The Moral Roots of Liberals and Conservatives
- TED Talk
- Sep 16, 2015
- 3 min read
It is a fact that liberals are much higher than conservatives on a major personality trait called openness to experience. People who are high in openness to experience just crave novelty, variety, diversity, new ideas, travel. People low on it like things that are familiar, that are safe and dependable.
The main researcher of this trait, Robert McCrae says that, “Open individuals have an affinity for liberal, progressive, left-wing political views” — they like a society which is open and changing — “whereas closed individuals prefer conservative, traditional, right-wing views.”
[Moral Psychology]
The worst idea in all of psychology is the idea that the mind is a blank slate at birth. Developmental psychology has shown that kids come into the world already knowing so much about the physical and social worlds, and programmed to make it really easy for them to learn certain things and hard to learn others. The best definition of innateness I’ve ever seen ..is from the brain scientist Gary Marcus. He says, “The initial organization of the brain does not depend that much on experience. Nature provides a first draft, which experience then revises. Built-in doesn't mean unmalleable; it means organized in advance of experience.”
So what’s on the first draft of the moral mind? [Jonathan Haidt and his colleague, Craig Joseph] found five foundations of morality.
1)Harm/Care
2)Fairness/Reciprocity
3)In-group/Loyalty
4)Authority/Respect.
5)Purity/Sanctity (But purity is not just about suppressing female sexuality. It’s about any kind of ideology, any kind of idea that tells you that you can attain virtue by controlling what you do with your body, by controlling what you put into your body. And while the political right may moralize sex much more, the political left is really doing a lot of it with food. Food is being extremely moralized nowadays, and a lot of it is ideas about purity, about what you’re willing to touch, or put into your body.)
[Jonathan Haidt and his colleagues Brain Nosek and Jesse Graham made a questionnaire on www.YourMorals.org and the results from 30,000 people’s answers are]: liberals have a two-channel, or two-foundation morality (Harm and care, Fairness and Reciprocity). Conservatives have more of a five foundation, or five-channel morality (in-group, authority, purity).
We find this in every country we look at. The U.K., Australia, New Zealand, Western Europe, Eastern Europe, Latin America, the Middle East, East Asia and South Asia.
Within any country, the disagreement isn’t over harm and fairness. Everybody agrees that harm and fairness matter. Moral arguments within cultures are especially about issues of in-group, authority, purity.
So what makes those three other foundations moral?
Liberals speak for the weak and oppressed. They want change and justice, even at the risk of chaos….Conservatives, on the other hand, speak for institutions and traditions. They want order, even at some cost to those at the bottom. The great conservative insight is that order is really hard to achieve.
[Beyond For and Against]
Once you see that liberals and conservatives both have something to contribute, that they form a balance on change versus stability— then I think the way is open to step outside the moral matrix.
This is the great insight that all the Asian religions have attained.

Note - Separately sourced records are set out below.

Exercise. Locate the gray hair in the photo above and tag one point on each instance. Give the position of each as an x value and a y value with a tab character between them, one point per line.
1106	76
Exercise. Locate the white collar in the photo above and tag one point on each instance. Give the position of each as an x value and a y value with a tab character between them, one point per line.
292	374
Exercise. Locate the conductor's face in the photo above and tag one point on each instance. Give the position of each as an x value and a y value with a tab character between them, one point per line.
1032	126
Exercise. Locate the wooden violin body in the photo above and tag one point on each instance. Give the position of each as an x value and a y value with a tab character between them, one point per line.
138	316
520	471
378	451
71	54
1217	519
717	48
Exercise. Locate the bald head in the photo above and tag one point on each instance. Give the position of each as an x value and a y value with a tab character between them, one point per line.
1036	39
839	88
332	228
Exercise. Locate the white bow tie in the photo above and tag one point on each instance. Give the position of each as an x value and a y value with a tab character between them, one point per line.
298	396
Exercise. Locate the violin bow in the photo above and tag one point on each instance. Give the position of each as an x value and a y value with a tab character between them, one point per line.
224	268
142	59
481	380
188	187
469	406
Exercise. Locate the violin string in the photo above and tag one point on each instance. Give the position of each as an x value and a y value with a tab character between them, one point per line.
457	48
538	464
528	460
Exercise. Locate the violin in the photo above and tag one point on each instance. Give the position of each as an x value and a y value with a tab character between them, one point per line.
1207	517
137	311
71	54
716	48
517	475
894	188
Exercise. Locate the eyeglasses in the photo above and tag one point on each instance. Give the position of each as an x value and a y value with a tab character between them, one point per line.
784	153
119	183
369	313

Think about yin and yang….Yin and yang are both necessary, like night and day, for the functioning of the world.
These two stanzas contain, I think, the deepest insights that have ever been attained into moral psychology. From the Zen master Seng-ts’an:”If you want the truth to stand clear before you, never be for or against. The struggle between for and against is the mind’s worst disease.”
Do you accept stepping out of the battle of good and evil?Can you be not for or against anything?

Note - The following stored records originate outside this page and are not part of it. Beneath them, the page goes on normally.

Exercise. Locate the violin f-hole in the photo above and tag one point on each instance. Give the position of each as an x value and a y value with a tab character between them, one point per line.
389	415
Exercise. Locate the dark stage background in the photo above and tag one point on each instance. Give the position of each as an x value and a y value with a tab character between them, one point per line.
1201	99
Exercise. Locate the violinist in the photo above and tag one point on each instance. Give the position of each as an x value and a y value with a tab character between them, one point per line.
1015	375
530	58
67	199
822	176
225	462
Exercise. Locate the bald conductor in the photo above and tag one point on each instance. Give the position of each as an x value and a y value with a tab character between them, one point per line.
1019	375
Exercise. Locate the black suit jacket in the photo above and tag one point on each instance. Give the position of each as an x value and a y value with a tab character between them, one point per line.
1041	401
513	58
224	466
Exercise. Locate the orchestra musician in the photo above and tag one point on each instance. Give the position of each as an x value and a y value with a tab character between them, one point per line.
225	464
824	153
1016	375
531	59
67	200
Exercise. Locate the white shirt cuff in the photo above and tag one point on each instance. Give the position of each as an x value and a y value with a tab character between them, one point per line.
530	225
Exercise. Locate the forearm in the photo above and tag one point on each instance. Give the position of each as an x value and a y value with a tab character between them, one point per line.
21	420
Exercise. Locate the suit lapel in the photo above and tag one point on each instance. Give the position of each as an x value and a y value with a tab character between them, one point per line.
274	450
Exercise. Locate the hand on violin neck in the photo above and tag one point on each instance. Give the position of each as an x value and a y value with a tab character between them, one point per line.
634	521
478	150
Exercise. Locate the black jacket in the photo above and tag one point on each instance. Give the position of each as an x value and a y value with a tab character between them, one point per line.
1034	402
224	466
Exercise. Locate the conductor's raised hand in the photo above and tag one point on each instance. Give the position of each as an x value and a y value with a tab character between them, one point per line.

If you take the greatest insights from ancient Asian philosophies and religions, and you combine them with the latest research on moral psychology, I think you come to these conclusions:that our righteous minds (tend to) unite us into teams, to divide us against other teams and then to blind us to the truth. So what should you do?
Step out of the moral matrix, just try to see it as a struggle playing out in which everybody does think they are right, and everybody, at least, has some reasons. Step out. And if you do that, that’s the essential move to cultivate moral humility, to get yourself out of this self-righteousness, which is the normal human condition.